Graphile Worker RS also adds recovery support in the current schema through _private_workers and SQL functions such as worker_heartbeat, worker_deregister, list_stale_workers, list_orphan_locked_workers, recover_dead_worker_jobs, and delete_stale_workers. Recovery is opt-in in the Rust worker configuration. If you run mixed Rust and Node workers, enable and test recovery behavior deliberately so that every worker process in the shared schema is compatible with your operational expectations.

Migration Behavior

Graphile Worker RS runs ordered migrations and records them in graphile_worker.migrations. The migration set is idempotent: tests install a fresh schema, add a job, rerun migrations multiple times, and verify that the job remains present.

The migration code can also take over an existing schema that already has a Graphile Worker-style migrations table. Tests cover a pre-existing migrations table containing migration 1, then run the Rust migrations, add a job, and rerun migrations without losing that job.

There are two compatibility checks to plan for:

  • If the database contains a breaking migration id newer than this Rust crate knows about, migration aborts instead of downgrading or guessing. Newer non-breaking migration ids log a warning and continue.
  • Migration 11 refuses to run while recent jobs are locked.

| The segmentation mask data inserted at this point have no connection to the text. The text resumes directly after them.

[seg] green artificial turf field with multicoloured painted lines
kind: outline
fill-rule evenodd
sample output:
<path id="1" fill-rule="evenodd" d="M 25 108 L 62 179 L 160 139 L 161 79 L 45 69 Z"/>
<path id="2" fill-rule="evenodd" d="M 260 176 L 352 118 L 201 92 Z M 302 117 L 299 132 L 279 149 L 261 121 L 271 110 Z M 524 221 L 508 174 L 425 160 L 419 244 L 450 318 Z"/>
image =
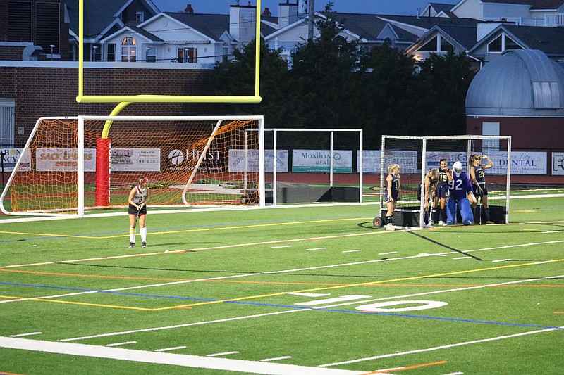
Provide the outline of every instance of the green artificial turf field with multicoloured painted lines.
<path id="1" fill-rule="evenodd" d="M 376 205 L 0 219 L 0 374 L 562 374 L 564 190 L 503 225 Z"/>

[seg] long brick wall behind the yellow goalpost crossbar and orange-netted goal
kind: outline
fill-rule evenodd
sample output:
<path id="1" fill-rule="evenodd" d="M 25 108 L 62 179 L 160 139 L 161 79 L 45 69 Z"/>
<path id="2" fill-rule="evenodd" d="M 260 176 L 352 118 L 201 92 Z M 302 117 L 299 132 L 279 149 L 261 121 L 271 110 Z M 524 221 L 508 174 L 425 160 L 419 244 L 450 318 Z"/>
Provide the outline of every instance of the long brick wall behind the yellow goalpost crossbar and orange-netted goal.
<path id="1" fill-rule="evenodd" d="M 209 95 L 209 70 L 85 70 L 85 95 Z M 109 115 L 117 103 L 77 103 L 78 68 L 0 67 L 0 96 L 16 101 L 16 146 L 42 116 Z M 133 103 L 120 115 L 212 115 L 206 103 Z M 217 114 L 217 113 L 215 113 Z M 17 134 L 18 127 L 24 134 Z"/>

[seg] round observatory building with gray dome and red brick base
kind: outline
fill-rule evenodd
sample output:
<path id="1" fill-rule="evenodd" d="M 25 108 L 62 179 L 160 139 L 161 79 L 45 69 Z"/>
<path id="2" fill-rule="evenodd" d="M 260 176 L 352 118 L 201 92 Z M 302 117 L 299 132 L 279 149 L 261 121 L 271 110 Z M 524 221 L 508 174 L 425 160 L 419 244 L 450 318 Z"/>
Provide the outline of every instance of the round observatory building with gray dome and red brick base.
<path id="1" fill-rule="evenodd" d="M 508 50 L 472 80 L 467 134 L 510 135 L 512 148 L 546 151 L 547 172 L 564 155 L 564 68 L 539 50 Z"/>

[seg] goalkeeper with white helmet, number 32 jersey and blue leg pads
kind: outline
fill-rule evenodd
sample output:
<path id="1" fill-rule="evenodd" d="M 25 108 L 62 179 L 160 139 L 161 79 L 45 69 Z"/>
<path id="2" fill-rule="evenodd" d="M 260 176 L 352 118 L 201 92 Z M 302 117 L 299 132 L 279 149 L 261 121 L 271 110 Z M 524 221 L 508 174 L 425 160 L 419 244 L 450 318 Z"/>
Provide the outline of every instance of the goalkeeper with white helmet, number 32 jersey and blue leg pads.
<path id="1" fill-rule="evenodd" d="M 456 222 L 457 208 L 460 210 L 462 224 L 470 225 L 474 222 L 472 203 L 476 201 L 472 192 L 472 183 L 466 172 L 462 172 L 462 163 L 459 161 L 453 164 L 453 181 L 448 185 L 448 201 L 446 202 L 446 224 Z"/>

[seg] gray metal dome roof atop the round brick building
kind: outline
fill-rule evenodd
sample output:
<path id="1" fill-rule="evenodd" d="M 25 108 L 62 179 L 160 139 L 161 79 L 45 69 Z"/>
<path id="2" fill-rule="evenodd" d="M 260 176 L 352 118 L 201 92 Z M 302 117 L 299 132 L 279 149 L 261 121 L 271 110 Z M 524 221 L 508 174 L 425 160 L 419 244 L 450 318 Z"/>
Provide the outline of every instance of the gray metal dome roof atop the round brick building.
<path id="1" fill-rule="evenodd" d="M 472 80 L 466 114 L 564 116 L 564 68 L 539 50 L 505 51 Z"/>

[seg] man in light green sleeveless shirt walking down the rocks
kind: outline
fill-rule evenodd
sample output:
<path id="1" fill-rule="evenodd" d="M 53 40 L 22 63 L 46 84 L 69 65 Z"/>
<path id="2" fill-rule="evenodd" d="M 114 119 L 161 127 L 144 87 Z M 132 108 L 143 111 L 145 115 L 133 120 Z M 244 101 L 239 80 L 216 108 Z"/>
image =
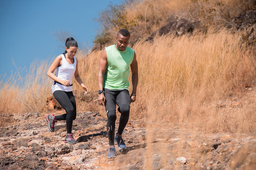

Tests set locked_at and locked_by on an existing job and expect the migration to fail with a locked-job error.

For production coexistence, treat schema upgrades as a coordinated operation:

  1. Check that every Rust and Node worker version you plan to run supports the target database schema revision.
  2. Drain or stop workers before migrations that rewrite job tables or private structures.
  3. Confirm there are no active locks before crossing migration 11.
  4. Start one runtime first, schedule a simple job, and verify the other runtime can see or process jobs with the same task identifier before moving real traffic.

Migration Strategies

For gradual migration from Node to Rust, prefer one of these approaches:

  • Shared schema: keep Node workers running, add Rust workers with handlers for a small set of task identifiers, and move task ownership incrementally.
  • Separate schema: run Rust workers in a different schema while validating new task implementations, then move scheduling code to the shared schema when the payload and retry behavior are proven.
  • SQL scheduling boundary: schedule jobs through graphile_worker.add_job or add_jobs from application code so the producer does not depend on either runtime's client API.

When sharing a schema, avoid registering different behavior for the same task identifier in both runtimes unless the handlers are intentionally equivalent. PostgreSQL stores the task identifier, not the language runtime that should own the job.